Before the time that men besought themselves to write their tales, there was a man who dreamed up letters.
He sat alone beside a rock upon a prairie conjuring ideas that swirled within him; the more he thought the more the thoughts demanded words; the more the words demanded letters, the more he thought.
Soon he found he couldn't stop. All around him charcoal scribbling began to appear. His friends laughed and said, "What is that? Even a child can draw stick figures. Those are just scribbles." They couldn't see the pattern. The letters were just crazy lines. Once when he stood before them and read the scribbles they laughed some more and slapped their legs and thought him a clever storyteller. But they never dreamed he had written those ideas down. The prairie turned white and he would walk around stamping the letters large, with his feet, in the snow. And they laughed some more at him stamping in the snow. And when the spring came, he took the shoots of the new reeds and soaked them and rolled them between two special stones and sharpened a feather to a narrow point and with the syrup from a dark blue flower, he etched his letters as tiny as he could onto the dried papyrus. And the young ones, the ones who could see his markings without squinting, were silent and watched him and wondered.

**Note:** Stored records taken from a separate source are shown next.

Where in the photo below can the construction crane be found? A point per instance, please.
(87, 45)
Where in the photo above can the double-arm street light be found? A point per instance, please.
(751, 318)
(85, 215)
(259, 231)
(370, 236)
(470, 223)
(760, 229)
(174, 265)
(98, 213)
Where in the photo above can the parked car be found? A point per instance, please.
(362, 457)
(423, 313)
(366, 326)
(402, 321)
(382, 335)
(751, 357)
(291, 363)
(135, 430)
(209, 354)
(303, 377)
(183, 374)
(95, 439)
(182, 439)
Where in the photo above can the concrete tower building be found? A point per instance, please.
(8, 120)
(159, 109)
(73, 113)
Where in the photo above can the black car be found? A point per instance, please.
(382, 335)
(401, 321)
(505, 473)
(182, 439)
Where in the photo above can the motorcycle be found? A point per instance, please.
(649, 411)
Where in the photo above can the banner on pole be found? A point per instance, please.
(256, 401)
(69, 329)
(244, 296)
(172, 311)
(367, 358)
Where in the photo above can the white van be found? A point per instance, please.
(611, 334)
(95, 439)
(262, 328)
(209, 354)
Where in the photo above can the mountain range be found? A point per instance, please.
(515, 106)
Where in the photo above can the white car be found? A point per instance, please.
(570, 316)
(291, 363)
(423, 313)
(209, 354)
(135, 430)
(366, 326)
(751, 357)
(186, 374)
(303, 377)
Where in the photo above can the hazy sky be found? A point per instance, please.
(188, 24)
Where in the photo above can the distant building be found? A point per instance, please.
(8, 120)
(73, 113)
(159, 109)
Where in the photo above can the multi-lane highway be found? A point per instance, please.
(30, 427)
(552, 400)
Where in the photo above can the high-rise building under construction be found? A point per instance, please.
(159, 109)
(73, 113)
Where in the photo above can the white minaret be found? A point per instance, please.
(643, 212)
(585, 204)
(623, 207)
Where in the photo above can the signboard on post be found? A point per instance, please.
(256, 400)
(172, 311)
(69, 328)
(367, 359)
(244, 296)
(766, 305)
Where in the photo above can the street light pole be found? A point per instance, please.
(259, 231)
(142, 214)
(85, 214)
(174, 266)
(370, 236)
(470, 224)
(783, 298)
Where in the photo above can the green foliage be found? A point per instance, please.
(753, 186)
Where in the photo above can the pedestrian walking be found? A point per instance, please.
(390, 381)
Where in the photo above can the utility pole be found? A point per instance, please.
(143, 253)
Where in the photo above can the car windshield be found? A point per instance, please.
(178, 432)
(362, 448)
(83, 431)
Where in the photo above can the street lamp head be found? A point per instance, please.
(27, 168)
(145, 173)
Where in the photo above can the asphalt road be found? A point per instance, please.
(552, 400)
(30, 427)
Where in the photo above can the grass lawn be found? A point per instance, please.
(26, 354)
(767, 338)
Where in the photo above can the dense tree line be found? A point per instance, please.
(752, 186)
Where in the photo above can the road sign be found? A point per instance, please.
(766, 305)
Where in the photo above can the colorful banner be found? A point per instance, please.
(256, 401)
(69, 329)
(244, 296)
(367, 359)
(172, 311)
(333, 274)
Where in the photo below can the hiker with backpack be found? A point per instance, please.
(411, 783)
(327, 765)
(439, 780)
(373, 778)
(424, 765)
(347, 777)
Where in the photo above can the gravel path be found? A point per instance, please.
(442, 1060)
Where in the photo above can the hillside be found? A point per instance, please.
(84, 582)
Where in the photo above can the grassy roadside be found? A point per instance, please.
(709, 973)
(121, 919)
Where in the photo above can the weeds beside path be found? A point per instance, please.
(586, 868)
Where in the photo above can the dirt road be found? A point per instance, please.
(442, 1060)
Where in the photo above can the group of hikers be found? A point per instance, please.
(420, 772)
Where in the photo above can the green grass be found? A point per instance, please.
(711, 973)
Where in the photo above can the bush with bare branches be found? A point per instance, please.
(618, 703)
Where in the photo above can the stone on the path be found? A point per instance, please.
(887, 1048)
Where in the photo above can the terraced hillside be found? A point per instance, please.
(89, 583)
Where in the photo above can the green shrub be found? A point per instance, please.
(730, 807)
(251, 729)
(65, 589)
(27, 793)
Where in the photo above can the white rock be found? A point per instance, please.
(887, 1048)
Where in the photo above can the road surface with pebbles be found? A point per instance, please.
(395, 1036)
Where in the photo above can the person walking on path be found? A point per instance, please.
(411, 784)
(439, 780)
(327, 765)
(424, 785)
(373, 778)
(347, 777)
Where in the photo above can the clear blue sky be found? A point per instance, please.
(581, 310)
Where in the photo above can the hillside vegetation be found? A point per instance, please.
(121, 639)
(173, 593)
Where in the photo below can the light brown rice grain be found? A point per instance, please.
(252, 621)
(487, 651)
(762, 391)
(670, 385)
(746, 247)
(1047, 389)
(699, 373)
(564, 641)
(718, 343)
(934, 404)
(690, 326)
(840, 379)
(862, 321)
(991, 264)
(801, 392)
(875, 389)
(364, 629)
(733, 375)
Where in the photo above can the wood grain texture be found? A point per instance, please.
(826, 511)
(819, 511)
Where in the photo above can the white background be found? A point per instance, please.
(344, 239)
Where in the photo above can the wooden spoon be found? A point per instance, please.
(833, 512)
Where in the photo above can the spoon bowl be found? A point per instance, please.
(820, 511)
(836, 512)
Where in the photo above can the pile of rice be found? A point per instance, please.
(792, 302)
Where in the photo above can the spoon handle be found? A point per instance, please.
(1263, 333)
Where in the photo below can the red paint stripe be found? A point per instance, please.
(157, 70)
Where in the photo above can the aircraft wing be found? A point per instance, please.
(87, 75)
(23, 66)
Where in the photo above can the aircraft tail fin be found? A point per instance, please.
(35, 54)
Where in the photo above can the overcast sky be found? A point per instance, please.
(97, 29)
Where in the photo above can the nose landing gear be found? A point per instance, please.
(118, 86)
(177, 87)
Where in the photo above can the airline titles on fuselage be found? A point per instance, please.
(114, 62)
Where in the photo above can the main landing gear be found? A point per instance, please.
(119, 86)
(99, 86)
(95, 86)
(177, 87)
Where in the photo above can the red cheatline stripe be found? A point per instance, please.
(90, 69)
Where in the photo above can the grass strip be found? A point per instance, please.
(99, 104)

"What are you doing?" asked a bright-eyed girl. "I'm keeping my thoughts," the young man replied. "Want to try it?" "No," she giggled. "I'm afraid. They may make a fool of me if I keep them." "Oh, **," he said, "you may be right. There's risk in this endeavor. But not much now, since I'm the only one who can see them when they're kept." "Then I shall sit with you and see what you have done." The two sat upon the rock and the young man asked, "Would you like to have a name?" The maiden giggled again. "I have a name," she said. "It is Ariel." "It is good to know you, Ariel, and with the birds your mind does soar, but would you like to bring your name down to the earth where you can see it?" "See my name? That is strange, this thing you say. The name I have is only there when another says it." "But I can make your name appear upon this rock." He put his hand upon the rock and looked into her eyes.